Herzeln is a compendium card game for three or four players in a partie of eight deals (Touren, cf. Quodlibet). As its name suggests, it is an Austrian game. It should not be confused with other games sometimes called Herzeln, including Barbu and Kein Stich.

== Background ==
The origins of the game are unclear. It was probably derived from other sources because it combines the characteristics of many other well-known games in its various individual deals.

== Rules ==
The following description is based on a rule book by playing card manufacturer Piatnik of Vienna and corresponds to the rules on the AllerKartenspiele website.

=== Cards and ranking ===
In three-hand games a pack of 24 French playing cards is used (i.e. the Eights and Sevens are omitted) and the card ranking is as follows:

Ace (high) – Ten – King – Queen – Jack – Nine (low).

In four-player games, the standard German 32-card pack is used and the card ranking is:

Deuces (high) – Ten – King – Ober – Unter – Nine - Eight - Seven (low).

=== Contracts ===
A partie in Herzeln comprises a series of eight individual hands (Touren), each of which is a separate contract.
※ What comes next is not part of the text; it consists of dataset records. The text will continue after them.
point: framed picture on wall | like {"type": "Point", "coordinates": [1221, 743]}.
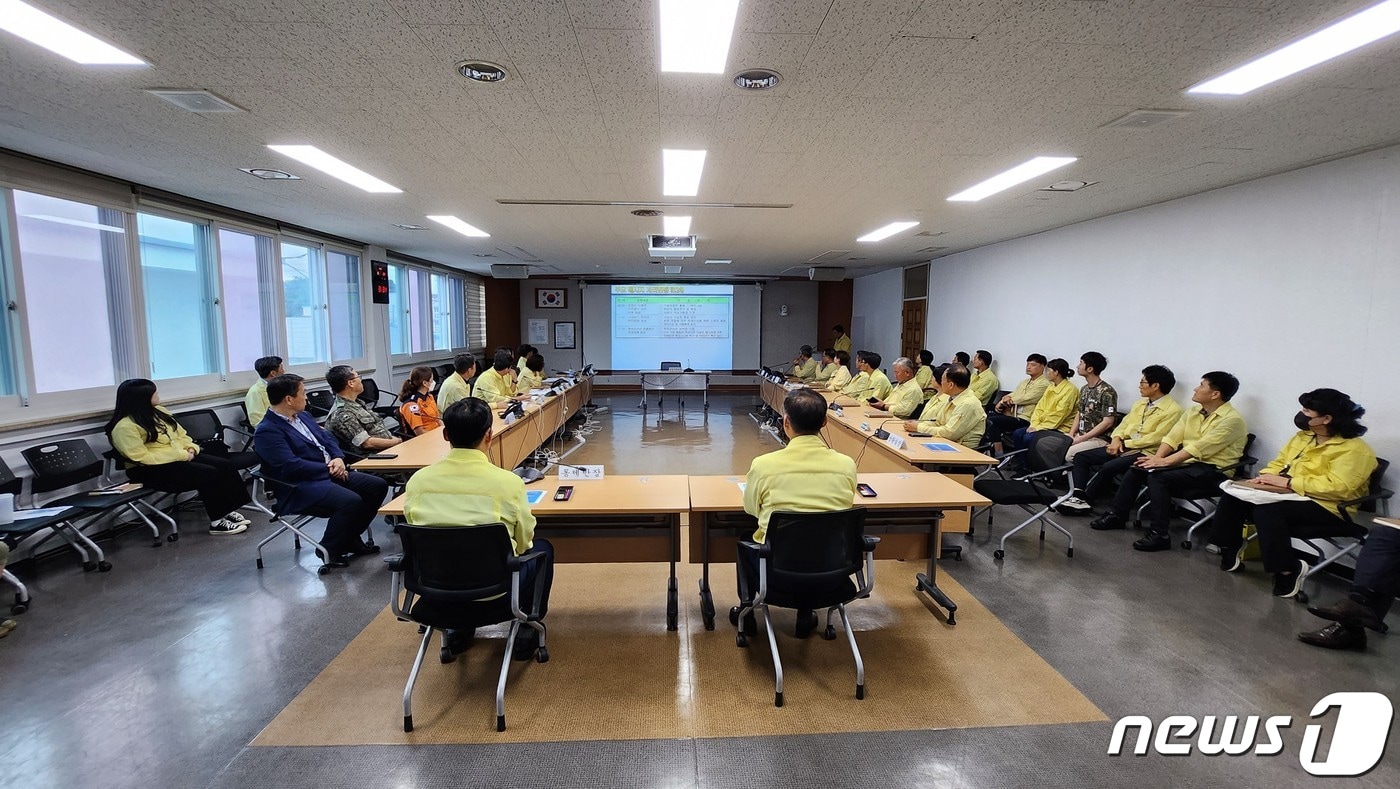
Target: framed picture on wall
{"type": "Point", "coordinates": [550, 298]}
{"type": "Point", "coordinates": [564, 335]}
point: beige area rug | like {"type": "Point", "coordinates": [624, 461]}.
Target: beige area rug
{"type": "Point", "coordinates": [615, 673]}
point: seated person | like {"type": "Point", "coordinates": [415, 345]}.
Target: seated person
{"type": "Point", "coordinates": [497, 385]}
{"type": "Point", "coordinates": [1374, 586]}
{"type": "Point", "coordinates": [350, 421]}
{"type": "Point", "coordinates": [905, 399]}
{"type": "Point", "coordinates": [804, 476]}
{"type": "Point", "coordinates": [457, 386]}
{"type": "Point", "coordinates": [842, 375]}
{"type": "Point", "coordinates": [826, 371]}
{"type": "Point", "coordinates": [804, 367]}
{"type": "Point", "coordinates": [419, 411]}
{"type": "Point", "coordinates": [1098, 407]}
{"type": "Point", "coordinates": [924, 375]}
{"type": "Point", "coordinates": [984, 382]}
{"type": "Point", "coordinates": [465, 490]}
{"type": "Point", "coordinates": [1056, 410]}
{"type": "Point", "coordinates": [297, 451]}
{"type": "Point", "coordinates": [1140, 431]}
{"type": "Point", "coordinates": [1193, 456]}
{"type": "Point", "coordinates": [168, 459]}
{"type": "Point", "coordinates": [256, 399]}
{"type": "Point", "coordinates": [1326, 462]}
{"type": "Point", "coordinates": [1014, 410]}
{"type": "Point", "coordinates": [961, 417]}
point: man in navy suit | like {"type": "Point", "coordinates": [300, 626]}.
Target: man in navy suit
{"type": "Point", "coordinates": [296, 449]}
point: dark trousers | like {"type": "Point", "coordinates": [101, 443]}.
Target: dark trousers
{"type": "Point", "coordinates": [349, 507]}
{"type": "Point", "coordinates": [1161, 487]}
{"type": "Point", "coordinates": [221, 490]}
{"type": "Point", "coordinates": [1376, 579]}
{"type": "Point", "coordinates": [1277, 523]}
{"type": "Point", "coordinates": [1098, 460]}
{"type": "Point", "coordinates": [998, 424]}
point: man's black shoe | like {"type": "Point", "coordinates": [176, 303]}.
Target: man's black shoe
{"type": "Point", "coordinates": [1108, 522]}
{"type": "Point", "coordinates": [1336, 637]}
{"type": "Point", "coordinates": [1154, 542]}
{"type": "Point", "coordinates": [1350, 613]}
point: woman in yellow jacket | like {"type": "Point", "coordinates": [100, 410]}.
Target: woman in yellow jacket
{"type": "Point", "coordinates": [1326, 463]}
{"type": "Point", "coordinates": [163, 456]}
{"type": "Point", "coordinates": [1057, 407]}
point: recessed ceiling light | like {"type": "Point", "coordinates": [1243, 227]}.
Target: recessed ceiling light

There is no trump suit; but players must follow suit (Farbzwang). For clarity, the English names of the hands below are based on those used in similar games.

1. No Hearts (Herz). In the first deal, No Hearts, players are penalised for any Hearts in the tricks they win (cf. Black Lady). The following points are deducted: Ace: 11, Ten: 10, King: 4, Queen: 3, Jack, 2, Nine, Eight and Seven: 1 each
2. Tricks (Jeder Stich). In the second deal, players aim to take as many tricks as possible. Each trick taken is worth 10 points.
3. No Tricks (Kein Stich). The third deal is a negative contract: 10 points are deducted for each trick taken.
4. No Obers/Queens (Ober). In the fourth deal each player is penalised 20 points for each Ober/Queen captured.
5. King of Hearts (Herzkönig). In the fifth deal, the player who ends up with the King of Hearts in his tricks is penalised 40 points.
6. Last Trick (Letzter). In the sixth deal only the last trick counts and is worth 40 points to the winner.
7. No Last Trick (Kein Letzter). In the seventh deal, winning the last trick costs 40 minus points.
8. Domino (Unteranlegen). The last deal is a Domino-type game, similar to the Austrian game of Unteransetzen but using French playing cards. It is a melding and shedding game, similar to Sevens: one begins with a Jack, on which, above and below, cards of any suit may be built in rank order. Aces may 'turn the corner' i.e. be placed next to a Seven or Nine to start the sequence again. Whoever is first to meld all their cards is not penalised. The remaining players continue to play; the second to go out gets 10 minus points, the third 20 and the fourth 30.

=== Winning ===
The winner is the one who has the highest score (fewest minus points) at the end of the 8 deals.